In our experience, we’ve seen hundreds of ways a single lab test can be recorded. Many of these are possible for a clinician to understand, such as “HbA1c” or “HgbA1c” for a common measure of glucose control. When you want to guarantee these data can be found using APIs, however, they all need the standard of “4548-4 (Hemoglobin A1c/ in Blood).” When you compound the variation of a single lab test to the broad spectrum of clinical data, the problem grows exponentially. These include allergies, clinical narratives, diagnoses, immunizations, imaging studies, medications, plans of care, procedures, social history observations, status assessments and vital signs. Organizing and translating all this data to a lingua franca is a formidable challenge.

This is why interoperability of healthcare information remains elusive as we enter the 2020s.
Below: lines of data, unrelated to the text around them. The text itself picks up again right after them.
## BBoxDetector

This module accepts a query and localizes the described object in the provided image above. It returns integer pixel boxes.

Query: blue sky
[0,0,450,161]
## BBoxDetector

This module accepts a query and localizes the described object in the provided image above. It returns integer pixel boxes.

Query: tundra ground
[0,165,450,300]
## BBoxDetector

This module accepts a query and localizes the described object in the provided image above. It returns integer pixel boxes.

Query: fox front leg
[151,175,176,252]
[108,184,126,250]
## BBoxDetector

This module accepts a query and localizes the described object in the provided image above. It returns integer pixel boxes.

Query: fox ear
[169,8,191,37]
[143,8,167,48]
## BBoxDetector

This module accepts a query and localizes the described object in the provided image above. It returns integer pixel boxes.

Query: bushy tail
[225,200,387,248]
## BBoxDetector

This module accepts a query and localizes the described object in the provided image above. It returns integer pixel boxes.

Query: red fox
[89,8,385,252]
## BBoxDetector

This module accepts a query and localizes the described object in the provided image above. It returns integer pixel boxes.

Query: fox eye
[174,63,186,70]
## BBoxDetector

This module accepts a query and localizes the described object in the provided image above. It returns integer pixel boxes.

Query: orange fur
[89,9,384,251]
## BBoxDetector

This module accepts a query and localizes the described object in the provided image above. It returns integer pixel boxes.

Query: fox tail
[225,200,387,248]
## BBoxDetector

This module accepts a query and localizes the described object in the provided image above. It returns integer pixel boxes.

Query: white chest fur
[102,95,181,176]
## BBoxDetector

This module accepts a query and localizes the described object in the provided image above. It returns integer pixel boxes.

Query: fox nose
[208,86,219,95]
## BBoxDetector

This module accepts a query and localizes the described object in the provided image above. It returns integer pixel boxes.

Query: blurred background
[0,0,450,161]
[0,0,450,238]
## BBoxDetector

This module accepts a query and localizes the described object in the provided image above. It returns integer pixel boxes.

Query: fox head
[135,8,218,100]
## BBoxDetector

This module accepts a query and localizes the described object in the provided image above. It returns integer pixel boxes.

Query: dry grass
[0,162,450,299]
This impacts how clinicians feel about the usability of health information technology. Half of office-based primary care physicians believe using an EHR diminishes their clinical effectiveness. A recent report by CMS highlighted that over 15 hours a week is spent per physician to reconcile information related to care quality. Isaac Kohane, a computer scientist and chair of the department of biomedical informatics at Harvard Medical School, puts it bluntly: “Medical records suck.”

The good news is that healthcare is not the first industry to face the challenge of complex interoperability. Eric Schmidt, former CEO of Google (Alphabet) shared the secret with his audience at HIMSS in 2018: “The conclusion that you come to speaking as a computer scientist and not a doctor in the room is that you need a second tier of data. Rather than a replacement to primary data stores such as EHR systems, the healthcare cloud supplement rather than supplant the former as ‘a second tier that looks a lot like an unstructured database.’ …This is the key architectural point. This phenomena has been repeated for the 40 years I’ve been doing this in enterprise software.”
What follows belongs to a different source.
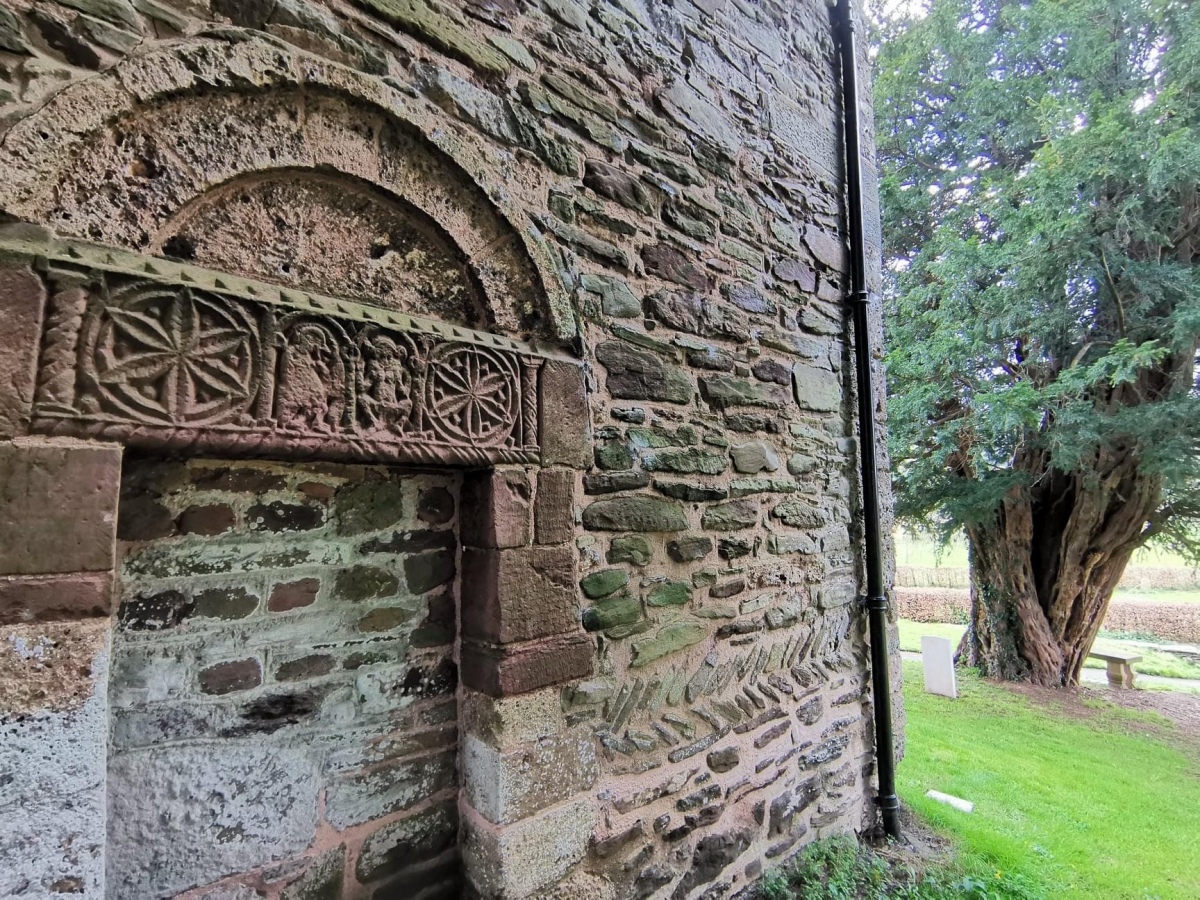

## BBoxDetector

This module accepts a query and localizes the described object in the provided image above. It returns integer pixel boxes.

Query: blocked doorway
[107,455,462,900]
To deliver a “second-tier” of healthcare data, software applications need to transform data recorded in EHRs. Curating data successfully into this second-tier requires the use of NERDS:

  • Normalization- standardization of coding, display names, units and content, with reference to national standards
  • Enrichment- automated ontology and category assignment, inference of missing medical concepts, and addition of meta-data for streamlined analytics
  • Reorganization- Grouping of inbound data into consistent, logical categories
    (e.g. vaccinations sent as procedure codes reclassified as immunizations)
  • Deduplication- creation of a longitudinal record that eliminates redundant information
  • Summarization- Selecting and displaying the most important or relevant information within the original content

Healthcare interoperability has come a long way since 2008 when data simply did not exist in digital form. In the past few years, data exchange has accelerated with hundreds of millions of transactions exchanged annually to improve care quality and efficiency. Now, we can begin to fulfill the guarantee that data are universally usable to address healthcare’s biggest pain points. A second tier of “nerds” is required for semantic interoperability, making it impossible to misunderstand.